The new showroom at Stonehurst opened to the public on Nov. 9, and they drew about 150 people, who not only appreciated the fine furniture, accented by works by Vermont artists and craftspeople, but also saw the potential of Farabaugh’s new vision for what might be called experiential fine woodcraft tourism.
“They kept asking us ‘Are you going to do weddings? Are you going to do concerts?’ We have to do what we know what to do,” said Farabaugh.
But the ideas were intriguing. As it is, Vermont Woods Studios takes very seriously its mission not just to sell Vermont furniture but to represent the best of Vermont products and experiences. The entire staff recently spent a day out of the office taking Vermont Ambassador training through the state Agency of Commerce and Community.
Connecting people with the finest examples of the Vermont brand is embedded in Vermont Woods Studio’s mission. In a larger sense, Farabaugh wants people to think globally as they buy locally made Vermont furniture.
“The reason I started this was I was concerned about rainforest devastation,” said Farabaugh, who was teaching environmental safety and health at Tulane University as a long-distance teacher when Hurricane Katrina put her out of a job and sent her on her new path.

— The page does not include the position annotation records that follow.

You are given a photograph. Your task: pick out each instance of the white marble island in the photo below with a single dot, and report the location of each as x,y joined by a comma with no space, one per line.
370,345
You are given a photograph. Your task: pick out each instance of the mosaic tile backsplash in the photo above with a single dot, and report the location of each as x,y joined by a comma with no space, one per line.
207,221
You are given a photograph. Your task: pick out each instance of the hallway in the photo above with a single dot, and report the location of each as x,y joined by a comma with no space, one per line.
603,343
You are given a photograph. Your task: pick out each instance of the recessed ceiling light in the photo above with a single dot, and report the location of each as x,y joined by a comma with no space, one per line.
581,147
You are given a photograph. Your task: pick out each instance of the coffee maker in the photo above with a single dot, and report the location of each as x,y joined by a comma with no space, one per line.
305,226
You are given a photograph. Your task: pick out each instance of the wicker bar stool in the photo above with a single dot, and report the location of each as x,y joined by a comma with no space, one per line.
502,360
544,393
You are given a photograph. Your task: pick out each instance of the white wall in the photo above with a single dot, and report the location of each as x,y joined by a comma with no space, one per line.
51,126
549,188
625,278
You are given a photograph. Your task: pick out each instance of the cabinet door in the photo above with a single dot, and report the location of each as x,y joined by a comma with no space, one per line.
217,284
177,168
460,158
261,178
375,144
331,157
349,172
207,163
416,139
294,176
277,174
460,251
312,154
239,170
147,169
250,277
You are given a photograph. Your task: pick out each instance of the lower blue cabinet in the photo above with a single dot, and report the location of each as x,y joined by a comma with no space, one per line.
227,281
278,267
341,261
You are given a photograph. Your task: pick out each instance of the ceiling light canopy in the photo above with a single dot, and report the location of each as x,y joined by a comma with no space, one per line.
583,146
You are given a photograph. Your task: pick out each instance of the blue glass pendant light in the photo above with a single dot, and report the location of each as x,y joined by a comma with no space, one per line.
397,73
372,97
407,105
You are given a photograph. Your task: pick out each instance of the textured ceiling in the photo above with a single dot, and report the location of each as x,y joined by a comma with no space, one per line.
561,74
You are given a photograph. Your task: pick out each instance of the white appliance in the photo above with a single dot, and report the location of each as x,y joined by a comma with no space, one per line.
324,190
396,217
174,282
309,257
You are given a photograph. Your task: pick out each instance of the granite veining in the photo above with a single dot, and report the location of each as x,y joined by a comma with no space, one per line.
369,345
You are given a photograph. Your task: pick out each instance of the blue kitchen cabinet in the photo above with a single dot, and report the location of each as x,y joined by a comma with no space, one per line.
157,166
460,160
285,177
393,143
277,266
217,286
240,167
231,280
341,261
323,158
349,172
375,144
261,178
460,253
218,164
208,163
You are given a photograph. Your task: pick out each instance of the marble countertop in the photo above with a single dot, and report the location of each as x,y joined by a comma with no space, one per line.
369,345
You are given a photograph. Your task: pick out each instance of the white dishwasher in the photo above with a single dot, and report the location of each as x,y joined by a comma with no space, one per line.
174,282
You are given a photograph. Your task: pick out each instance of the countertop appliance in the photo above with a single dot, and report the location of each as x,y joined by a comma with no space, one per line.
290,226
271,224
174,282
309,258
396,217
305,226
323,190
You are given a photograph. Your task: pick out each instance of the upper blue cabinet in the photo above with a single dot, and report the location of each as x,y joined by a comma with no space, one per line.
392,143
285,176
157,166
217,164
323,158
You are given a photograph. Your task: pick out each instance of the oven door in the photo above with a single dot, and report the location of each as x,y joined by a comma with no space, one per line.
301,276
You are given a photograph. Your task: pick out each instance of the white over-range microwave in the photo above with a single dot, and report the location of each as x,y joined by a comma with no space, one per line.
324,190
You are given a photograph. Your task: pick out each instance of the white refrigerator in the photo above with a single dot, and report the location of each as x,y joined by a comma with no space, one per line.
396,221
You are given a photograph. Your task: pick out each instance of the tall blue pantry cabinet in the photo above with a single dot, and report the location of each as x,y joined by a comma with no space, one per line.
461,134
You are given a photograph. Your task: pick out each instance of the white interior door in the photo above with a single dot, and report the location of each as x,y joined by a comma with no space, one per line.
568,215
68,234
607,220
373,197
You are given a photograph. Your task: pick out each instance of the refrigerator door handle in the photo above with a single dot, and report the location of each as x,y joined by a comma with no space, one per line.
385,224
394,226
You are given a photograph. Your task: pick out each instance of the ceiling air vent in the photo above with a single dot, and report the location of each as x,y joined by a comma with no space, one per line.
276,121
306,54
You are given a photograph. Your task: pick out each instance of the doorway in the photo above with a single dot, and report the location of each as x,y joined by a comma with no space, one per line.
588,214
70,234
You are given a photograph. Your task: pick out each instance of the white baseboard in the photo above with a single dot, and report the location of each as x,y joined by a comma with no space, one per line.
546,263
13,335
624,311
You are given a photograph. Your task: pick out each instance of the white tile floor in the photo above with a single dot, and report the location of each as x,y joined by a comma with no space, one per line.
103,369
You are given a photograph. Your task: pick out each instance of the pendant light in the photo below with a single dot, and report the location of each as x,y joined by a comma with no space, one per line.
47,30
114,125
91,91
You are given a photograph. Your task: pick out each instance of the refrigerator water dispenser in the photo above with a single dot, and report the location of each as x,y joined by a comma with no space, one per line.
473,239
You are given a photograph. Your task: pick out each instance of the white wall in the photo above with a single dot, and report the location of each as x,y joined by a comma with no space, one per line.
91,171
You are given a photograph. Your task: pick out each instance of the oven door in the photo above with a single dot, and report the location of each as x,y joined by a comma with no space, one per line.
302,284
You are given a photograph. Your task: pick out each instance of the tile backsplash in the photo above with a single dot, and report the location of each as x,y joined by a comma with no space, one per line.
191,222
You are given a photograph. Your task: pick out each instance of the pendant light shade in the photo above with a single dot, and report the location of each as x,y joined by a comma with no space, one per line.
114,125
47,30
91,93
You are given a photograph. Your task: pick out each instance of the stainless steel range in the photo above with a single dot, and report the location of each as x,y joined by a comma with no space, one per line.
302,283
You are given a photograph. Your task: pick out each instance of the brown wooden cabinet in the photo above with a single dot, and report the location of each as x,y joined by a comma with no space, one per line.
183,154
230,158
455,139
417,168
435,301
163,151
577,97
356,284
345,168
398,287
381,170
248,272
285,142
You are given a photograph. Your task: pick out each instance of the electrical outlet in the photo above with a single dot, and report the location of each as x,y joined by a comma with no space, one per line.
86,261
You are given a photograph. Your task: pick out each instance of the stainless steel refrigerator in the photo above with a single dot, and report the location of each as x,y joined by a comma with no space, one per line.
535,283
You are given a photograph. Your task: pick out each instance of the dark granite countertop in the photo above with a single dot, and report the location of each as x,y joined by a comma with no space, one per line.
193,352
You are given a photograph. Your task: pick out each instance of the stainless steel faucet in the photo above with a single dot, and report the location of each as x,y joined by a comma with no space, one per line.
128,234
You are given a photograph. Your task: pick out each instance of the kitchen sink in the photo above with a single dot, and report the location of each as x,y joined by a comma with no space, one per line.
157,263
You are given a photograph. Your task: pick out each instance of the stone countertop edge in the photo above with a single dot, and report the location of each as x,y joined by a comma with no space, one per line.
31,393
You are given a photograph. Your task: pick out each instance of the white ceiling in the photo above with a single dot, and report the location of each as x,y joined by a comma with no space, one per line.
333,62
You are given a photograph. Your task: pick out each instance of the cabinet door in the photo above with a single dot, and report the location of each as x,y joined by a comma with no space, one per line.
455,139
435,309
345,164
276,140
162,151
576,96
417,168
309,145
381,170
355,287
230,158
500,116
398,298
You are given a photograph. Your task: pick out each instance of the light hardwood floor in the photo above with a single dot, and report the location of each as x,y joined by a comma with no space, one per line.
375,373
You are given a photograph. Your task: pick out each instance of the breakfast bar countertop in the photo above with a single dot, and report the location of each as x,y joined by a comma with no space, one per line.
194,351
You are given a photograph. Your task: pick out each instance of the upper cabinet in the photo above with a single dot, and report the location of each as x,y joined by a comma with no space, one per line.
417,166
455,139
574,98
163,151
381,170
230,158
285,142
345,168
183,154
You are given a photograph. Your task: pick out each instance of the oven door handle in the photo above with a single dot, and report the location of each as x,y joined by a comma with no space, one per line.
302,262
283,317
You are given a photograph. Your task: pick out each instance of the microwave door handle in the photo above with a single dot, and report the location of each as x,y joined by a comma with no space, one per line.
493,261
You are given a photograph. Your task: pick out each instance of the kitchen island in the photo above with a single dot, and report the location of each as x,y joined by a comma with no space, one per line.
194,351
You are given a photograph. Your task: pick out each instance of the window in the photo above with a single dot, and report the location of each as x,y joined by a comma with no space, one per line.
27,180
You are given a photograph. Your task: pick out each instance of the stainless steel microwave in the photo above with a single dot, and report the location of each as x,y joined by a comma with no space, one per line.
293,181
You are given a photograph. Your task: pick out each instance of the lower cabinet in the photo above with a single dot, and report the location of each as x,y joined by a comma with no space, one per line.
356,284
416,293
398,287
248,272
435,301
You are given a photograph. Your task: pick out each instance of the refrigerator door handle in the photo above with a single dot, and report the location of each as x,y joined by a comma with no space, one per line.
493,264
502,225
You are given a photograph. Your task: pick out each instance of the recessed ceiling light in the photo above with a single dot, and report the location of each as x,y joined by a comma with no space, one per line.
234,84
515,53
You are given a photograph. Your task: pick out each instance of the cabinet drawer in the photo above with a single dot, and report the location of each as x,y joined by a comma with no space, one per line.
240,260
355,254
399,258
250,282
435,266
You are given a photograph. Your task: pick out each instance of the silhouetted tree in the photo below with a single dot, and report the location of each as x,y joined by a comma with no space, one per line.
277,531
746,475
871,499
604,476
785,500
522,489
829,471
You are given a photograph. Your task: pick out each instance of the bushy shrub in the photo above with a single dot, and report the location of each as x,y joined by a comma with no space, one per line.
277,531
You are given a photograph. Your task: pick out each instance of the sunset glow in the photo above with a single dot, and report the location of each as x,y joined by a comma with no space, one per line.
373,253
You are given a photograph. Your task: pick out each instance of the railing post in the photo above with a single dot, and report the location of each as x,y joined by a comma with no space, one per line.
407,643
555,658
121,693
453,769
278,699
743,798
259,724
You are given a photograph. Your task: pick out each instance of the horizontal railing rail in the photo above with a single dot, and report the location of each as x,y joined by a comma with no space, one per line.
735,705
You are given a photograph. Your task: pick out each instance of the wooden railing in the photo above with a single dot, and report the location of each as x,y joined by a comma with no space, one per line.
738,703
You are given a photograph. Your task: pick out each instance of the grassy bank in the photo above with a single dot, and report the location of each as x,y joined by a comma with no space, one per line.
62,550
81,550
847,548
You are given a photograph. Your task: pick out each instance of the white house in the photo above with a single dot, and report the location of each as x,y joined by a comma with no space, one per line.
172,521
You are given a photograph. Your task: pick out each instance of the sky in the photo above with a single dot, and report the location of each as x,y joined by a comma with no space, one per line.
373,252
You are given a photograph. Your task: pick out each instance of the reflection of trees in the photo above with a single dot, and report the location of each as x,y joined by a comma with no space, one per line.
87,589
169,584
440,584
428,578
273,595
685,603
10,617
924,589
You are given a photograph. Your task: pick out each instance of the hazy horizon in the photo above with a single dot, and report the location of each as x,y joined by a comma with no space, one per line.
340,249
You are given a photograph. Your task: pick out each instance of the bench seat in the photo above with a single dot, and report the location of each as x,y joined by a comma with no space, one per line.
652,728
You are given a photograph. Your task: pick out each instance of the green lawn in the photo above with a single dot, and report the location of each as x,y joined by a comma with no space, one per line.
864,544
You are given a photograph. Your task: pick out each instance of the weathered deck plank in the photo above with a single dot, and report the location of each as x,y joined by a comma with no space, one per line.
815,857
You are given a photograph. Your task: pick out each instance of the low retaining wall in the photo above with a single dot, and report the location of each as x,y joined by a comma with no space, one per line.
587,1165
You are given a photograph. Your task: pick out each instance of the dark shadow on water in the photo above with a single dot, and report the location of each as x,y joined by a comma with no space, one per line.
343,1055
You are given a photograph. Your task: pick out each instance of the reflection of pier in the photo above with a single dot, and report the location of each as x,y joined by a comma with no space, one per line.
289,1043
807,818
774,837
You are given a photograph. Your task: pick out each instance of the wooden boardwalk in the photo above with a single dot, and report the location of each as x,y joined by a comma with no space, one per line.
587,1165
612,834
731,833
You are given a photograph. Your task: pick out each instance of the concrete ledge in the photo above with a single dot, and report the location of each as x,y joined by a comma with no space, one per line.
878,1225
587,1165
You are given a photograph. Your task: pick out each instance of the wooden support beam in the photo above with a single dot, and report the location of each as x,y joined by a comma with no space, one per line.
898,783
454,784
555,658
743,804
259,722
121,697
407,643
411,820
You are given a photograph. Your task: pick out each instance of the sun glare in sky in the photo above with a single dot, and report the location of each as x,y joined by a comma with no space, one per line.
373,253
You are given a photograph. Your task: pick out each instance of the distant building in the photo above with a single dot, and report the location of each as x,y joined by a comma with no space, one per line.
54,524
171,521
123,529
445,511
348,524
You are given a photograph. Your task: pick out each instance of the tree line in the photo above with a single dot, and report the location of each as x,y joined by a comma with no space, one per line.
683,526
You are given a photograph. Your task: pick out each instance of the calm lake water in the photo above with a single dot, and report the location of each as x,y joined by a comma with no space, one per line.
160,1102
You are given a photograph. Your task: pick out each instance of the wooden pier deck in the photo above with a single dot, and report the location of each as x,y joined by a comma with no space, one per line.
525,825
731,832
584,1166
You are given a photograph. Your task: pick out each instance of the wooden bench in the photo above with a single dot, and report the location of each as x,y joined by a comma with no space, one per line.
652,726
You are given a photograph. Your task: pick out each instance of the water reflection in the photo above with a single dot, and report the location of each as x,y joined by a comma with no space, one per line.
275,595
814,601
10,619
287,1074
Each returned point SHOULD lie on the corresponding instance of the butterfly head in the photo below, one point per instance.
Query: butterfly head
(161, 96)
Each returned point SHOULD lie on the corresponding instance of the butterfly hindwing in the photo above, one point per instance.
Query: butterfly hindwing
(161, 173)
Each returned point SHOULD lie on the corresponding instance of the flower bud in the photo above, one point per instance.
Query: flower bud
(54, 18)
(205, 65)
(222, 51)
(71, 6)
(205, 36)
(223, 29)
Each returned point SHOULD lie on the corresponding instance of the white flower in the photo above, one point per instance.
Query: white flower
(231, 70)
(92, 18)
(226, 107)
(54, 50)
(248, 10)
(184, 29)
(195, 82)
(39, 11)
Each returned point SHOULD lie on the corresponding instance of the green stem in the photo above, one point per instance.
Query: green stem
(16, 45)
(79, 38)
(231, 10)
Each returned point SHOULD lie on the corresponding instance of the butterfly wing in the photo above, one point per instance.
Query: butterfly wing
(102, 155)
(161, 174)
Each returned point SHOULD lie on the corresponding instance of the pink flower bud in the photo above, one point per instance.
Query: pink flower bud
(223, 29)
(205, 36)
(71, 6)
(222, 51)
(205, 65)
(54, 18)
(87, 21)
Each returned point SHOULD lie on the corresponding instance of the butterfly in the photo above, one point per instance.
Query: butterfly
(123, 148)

“I don’t have a background in furniture or commerce. I just wanted to explore the winning combination between Vermont furniture and sustainable forestry,” said Farabaugh.
Vermont Woods Studios pledges itself to the triple bottom line of people, planet and profit and gives part of its profits to nearly two dozen local, state and global environmental organizations listed on its website. It also plants a tree for every item of furniture sold.
“Those are the reasons why we had to have Stonehurst. We had to show people something like this,” said Shanoff, waving his arms at the vista of forest, fields and hillsides that extends for miles and miles from the showroom.
Farabaugh and Shanoff said they hope the new showroom at Stonehurst will one day make up 10 to 15 percent of the company’s sales. That’s a tall order, the latest bold and unexpected move from a company that’s been doing things its own way from the get-go.
“There’s a lot of risk to being a revolutionary,” said Farabaugh. “I have every confidence. Everyone really believes in what we’re doing. … It takes perseverance.”